The book begins with the elder Bush, then the vice president, throwing out the first pitch at a Houston Astros game in 1986.
“He’ll be cheered by 44,131 fans — and it’s not even a risky crowd, the kind that might get testy because oil isn’t worth a damn, Houston’s economy is down the crapper, and no one’s buying aluminum siding," he wrote. “This is a playoff crowd, a corporate-perks crowd, the kind of fellows who were transferred in a few years ago from Stamford, Conn. You know, for that new marketing thing (and were, frankly, delighted by the price of housing), a solid GOP crowd, tax-conscious, white and polite."
The book is in many ways the product of a bygone era, before quote approval and a micromanaged press corps, and when minute-by- minute coverage of a presidential campaign or anything else was a technological impossibility.
In a 2011 interview with The New York Times, Cramer described political journalists in his day as wielding real power — a contrast with now, when campaigns can seem to hold reporters at their mercy.

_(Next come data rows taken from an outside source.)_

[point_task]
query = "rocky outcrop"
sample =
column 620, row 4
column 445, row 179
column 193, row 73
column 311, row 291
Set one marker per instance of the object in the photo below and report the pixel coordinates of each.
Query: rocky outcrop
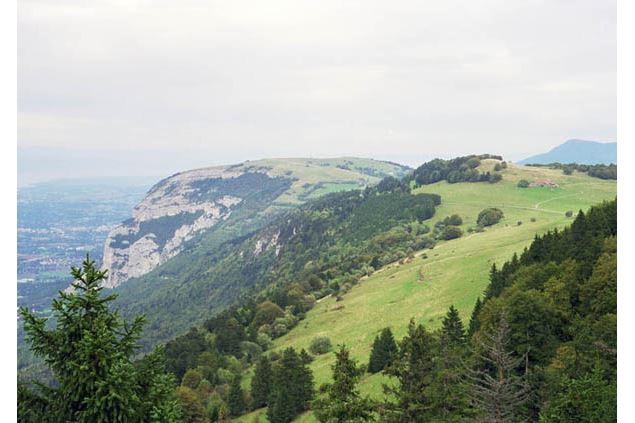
column 236, row 198
column 175, row 211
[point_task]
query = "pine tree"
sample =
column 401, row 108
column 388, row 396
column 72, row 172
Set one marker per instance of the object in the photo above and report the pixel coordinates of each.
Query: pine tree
column 89, row 354
column 452, row 329
column 235, row 398
column 414, row 371
column 447, row 393
column 498, row 394
column 474, row 323
column 343, row 402
column 261, row 383
column 292, row 388
column 193, row 411
column 383, row 352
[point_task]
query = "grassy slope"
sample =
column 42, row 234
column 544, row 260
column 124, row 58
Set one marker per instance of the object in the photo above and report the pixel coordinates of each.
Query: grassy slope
column 455, row 272
column 326, row 172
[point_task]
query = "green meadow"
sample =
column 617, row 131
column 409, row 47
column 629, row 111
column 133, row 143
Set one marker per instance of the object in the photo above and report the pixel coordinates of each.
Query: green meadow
column 454, row 272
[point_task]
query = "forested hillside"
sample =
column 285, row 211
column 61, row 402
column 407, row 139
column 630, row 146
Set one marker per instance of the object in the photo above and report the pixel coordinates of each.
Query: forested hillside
column 346, row 272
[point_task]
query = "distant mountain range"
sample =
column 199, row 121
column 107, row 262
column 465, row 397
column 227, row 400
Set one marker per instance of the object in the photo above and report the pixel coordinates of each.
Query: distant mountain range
column 577, row 151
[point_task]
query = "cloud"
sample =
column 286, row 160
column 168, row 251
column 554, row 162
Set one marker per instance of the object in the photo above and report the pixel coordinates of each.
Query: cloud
column 373, row 78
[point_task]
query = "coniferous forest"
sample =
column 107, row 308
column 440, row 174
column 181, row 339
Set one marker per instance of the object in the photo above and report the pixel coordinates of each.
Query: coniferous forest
column 541, row 345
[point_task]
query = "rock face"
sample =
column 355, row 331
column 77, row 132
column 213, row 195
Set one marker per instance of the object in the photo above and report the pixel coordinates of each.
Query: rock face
column 225, row 202
column 176, row 210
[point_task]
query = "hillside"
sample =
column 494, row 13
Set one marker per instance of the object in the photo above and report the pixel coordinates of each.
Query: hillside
column 454, row 272
column 225, row 201
column 577, row 151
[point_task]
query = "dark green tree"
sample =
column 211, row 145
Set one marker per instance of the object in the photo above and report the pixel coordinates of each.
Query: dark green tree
column 587, row 399
column 474, row 323
column 343, row 402
column 292, row 388
column 383, row 352
column 495, row 389
column 452, row 329
column 193, row 411
column 414, row 370
column 236, row 398
column 89, row 353
column 261, row 383
column 449, row 401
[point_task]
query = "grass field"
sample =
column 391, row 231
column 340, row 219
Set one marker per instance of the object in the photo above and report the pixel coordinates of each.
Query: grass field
column 454, row 272
column 327, row 175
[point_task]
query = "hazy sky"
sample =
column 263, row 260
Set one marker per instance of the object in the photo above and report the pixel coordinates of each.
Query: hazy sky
column 210, row 82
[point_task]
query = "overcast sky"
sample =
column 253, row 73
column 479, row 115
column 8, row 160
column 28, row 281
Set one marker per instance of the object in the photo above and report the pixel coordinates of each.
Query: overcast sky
column 211, row 82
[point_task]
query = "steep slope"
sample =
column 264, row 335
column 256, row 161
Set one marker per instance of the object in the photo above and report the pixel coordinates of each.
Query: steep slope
column 454, row 272
column 235, row 198
column 577, row 151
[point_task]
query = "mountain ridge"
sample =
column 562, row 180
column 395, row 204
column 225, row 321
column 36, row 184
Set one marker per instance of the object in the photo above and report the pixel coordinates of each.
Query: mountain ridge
column 577, row 151
column 183, row 206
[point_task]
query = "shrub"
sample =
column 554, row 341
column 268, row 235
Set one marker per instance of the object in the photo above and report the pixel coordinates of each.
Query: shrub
column 451, row 232
column 489, row 217
column 495, row 177
column 454, row 220
column 191, row 379
column 320, row 345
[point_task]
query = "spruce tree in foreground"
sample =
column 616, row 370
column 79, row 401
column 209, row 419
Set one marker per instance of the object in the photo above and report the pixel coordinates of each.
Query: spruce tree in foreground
column 261, row 383
column 414, row 370
column 448, row 394
column 383, row 352
column 89, row 354
column 497, row 391
column 343, row 402
column 236, row 398
column 292, row 388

“Even if you had the wherewithal to embarrass a reporter, there was no mechanism to do it," Cramer. “And in most cases, you might as well save your breath because the reporter had no shame anyway."
The book received poor reviews, and sales were initially poor. Fellow journalists were also slow to see its value. Disappointed, Cramer never again wrote as prodigiously about politics. Rather, he turned his attention to other interests. He wrote a biography about Joe DiMaggio and returned to the Middle East for a book about the Israeli-Palestinian conflict.
Cramer lived in Chestertown, Md., with his wife, Joan Cramer, who survives him. He was previously married to Carolyn White, with whom he had a daughter, Ruby Cramer, who also survives him.